Seems that Frayling came up with an idea and pressed on with it regardless and now has a book to sell.

In 2012 Frayling’s attitude towards China were apparently different as the Royal College of Art was in danger of becoming a ‘Chinese finishing school’ with so many Chinese students….  How do I know that?  Because someone called Sir Christopher Frayling said so..in a BBC programme in 2012……

If we don’t do more to encourage our young people to art and design, Frayling tells me, the RCA will find itself simply “a Chinese finishing school”. Canny Prince Albert would not have approved.

 

I guess ‘Chinaphobia’ is okay when your own interests are under threat.

 

There is a great deal of talk of ‘Chinaphobia’ on the internet but you have to ask just how much of that is driven by the Chinese government trying to undermine the perception that it has taken over the world by using cheap labour, cheap money, lax environmental controls and the exploitation of third world countries’ resources and the ‘occupation’ of many with Chinese labourers?

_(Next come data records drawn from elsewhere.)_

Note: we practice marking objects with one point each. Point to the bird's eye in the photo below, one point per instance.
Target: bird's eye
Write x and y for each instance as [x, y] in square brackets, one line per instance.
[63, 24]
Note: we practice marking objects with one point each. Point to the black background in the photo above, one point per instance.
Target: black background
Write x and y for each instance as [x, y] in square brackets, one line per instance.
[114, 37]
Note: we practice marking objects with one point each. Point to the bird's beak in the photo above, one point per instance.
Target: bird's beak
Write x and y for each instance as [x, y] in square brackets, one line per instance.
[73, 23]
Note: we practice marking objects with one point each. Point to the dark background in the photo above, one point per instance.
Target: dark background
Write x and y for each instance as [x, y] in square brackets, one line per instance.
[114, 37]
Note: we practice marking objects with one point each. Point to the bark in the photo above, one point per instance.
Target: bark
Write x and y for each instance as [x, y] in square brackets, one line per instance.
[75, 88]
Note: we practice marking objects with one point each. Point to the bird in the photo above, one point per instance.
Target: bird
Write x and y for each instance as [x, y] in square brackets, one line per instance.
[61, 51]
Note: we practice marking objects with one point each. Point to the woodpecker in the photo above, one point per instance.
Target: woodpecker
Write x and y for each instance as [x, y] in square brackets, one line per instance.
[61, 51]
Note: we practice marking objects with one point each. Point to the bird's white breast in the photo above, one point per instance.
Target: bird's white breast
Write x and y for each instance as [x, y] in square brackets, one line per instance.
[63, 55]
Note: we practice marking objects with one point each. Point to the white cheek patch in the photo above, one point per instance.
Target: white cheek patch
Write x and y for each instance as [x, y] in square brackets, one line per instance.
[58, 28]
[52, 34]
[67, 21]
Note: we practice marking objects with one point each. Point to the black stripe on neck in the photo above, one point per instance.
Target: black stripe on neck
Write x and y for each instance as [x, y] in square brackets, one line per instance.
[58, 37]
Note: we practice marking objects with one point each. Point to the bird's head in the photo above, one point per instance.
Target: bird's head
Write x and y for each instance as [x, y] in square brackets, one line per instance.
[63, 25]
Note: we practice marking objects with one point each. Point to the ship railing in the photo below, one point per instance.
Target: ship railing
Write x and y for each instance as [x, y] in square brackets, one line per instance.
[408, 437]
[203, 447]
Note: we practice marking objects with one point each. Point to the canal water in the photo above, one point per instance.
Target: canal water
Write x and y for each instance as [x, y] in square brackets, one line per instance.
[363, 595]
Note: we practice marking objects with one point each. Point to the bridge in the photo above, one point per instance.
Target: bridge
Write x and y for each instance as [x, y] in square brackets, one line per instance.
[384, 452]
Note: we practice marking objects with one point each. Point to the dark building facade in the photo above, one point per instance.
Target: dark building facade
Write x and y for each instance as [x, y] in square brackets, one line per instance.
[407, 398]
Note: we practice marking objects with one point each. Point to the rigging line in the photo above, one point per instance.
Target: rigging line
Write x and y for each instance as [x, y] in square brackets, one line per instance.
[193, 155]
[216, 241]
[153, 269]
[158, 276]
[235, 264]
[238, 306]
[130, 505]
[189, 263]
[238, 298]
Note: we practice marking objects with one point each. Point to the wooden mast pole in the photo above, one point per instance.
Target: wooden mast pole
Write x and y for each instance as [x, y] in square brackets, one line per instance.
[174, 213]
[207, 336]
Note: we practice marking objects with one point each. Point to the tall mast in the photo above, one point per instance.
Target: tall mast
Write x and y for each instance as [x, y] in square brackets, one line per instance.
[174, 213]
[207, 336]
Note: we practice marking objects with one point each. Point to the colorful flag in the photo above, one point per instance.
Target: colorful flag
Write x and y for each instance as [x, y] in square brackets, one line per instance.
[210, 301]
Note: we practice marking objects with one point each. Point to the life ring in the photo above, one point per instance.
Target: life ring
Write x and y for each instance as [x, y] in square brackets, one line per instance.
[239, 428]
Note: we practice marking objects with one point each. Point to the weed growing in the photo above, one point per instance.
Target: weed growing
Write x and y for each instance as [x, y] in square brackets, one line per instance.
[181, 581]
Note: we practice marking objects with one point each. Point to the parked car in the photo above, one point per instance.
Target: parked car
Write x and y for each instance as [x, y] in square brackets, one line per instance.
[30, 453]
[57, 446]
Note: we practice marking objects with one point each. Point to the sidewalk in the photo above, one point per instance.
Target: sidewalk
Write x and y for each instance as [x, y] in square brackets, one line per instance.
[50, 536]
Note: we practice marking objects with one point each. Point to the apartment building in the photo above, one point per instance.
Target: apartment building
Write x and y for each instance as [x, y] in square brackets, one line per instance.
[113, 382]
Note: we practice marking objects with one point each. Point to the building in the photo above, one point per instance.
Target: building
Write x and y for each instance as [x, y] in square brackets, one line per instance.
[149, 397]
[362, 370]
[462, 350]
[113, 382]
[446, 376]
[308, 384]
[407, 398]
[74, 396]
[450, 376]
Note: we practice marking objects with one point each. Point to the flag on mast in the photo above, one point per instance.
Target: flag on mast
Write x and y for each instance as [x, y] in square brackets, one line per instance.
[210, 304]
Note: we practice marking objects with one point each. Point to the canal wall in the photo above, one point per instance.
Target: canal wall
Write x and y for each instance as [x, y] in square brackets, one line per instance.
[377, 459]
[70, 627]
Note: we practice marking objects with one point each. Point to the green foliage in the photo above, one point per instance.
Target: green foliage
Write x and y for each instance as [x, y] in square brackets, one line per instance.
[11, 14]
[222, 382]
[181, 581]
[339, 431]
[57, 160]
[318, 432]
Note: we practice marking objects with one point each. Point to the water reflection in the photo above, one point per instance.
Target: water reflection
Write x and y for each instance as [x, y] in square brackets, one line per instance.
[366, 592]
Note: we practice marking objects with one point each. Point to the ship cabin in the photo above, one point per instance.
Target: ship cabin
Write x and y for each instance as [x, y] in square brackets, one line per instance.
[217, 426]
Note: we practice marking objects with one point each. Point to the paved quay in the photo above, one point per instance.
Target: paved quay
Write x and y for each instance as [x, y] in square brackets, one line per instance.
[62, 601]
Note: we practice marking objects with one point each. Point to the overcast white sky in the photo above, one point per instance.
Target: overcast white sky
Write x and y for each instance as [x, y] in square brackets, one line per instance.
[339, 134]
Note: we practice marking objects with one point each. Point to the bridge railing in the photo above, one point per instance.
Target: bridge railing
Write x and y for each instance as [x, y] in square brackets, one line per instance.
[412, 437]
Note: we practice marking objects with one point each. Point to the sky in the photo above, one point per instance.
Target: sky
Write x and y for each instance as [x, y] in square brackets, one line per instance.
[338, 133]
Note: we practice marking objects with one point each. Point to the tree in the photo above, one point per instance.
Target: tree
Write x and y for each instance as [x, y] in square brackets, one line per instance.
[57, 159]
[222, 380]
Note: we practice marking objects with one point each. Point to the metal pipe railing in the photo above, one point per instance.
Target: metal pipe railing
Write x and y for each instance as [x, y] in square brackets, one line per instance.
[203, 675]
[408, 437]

The Today programme didn’t delve that far though, happy to bring us the frothy and exciting, eyecatching and controversial, instead of dull old reality.

 

 

That Old Green Hush

 

 

There’s this from the Telegraph:

Scrap the Climate Change Act to keep the lights on, says Owen Paterson

 

And this from the Mail:

Britain will run out of electricity unless it axes green target, warns ex-Minister

 

And then there is this from the BBC:

 

 

 

 

 

 

…a big fat nothing.

 

Still when they get round to it here’s the format….a quick run down of what Paterson claims, then a range of ‘credible’ voices disparaging him and his views, then Ed Davey will pad out the rest of the report, ie nearly all of it, with his pro-green claptrap assuring us that the lights will shine even brighter when generated by attaching electrodes to climate sceptic’s doodahs and making them lick the skin of toxic toads, and that otherwise we are all doomed.

You know it all makes sense….or you would know if the BBC reported it.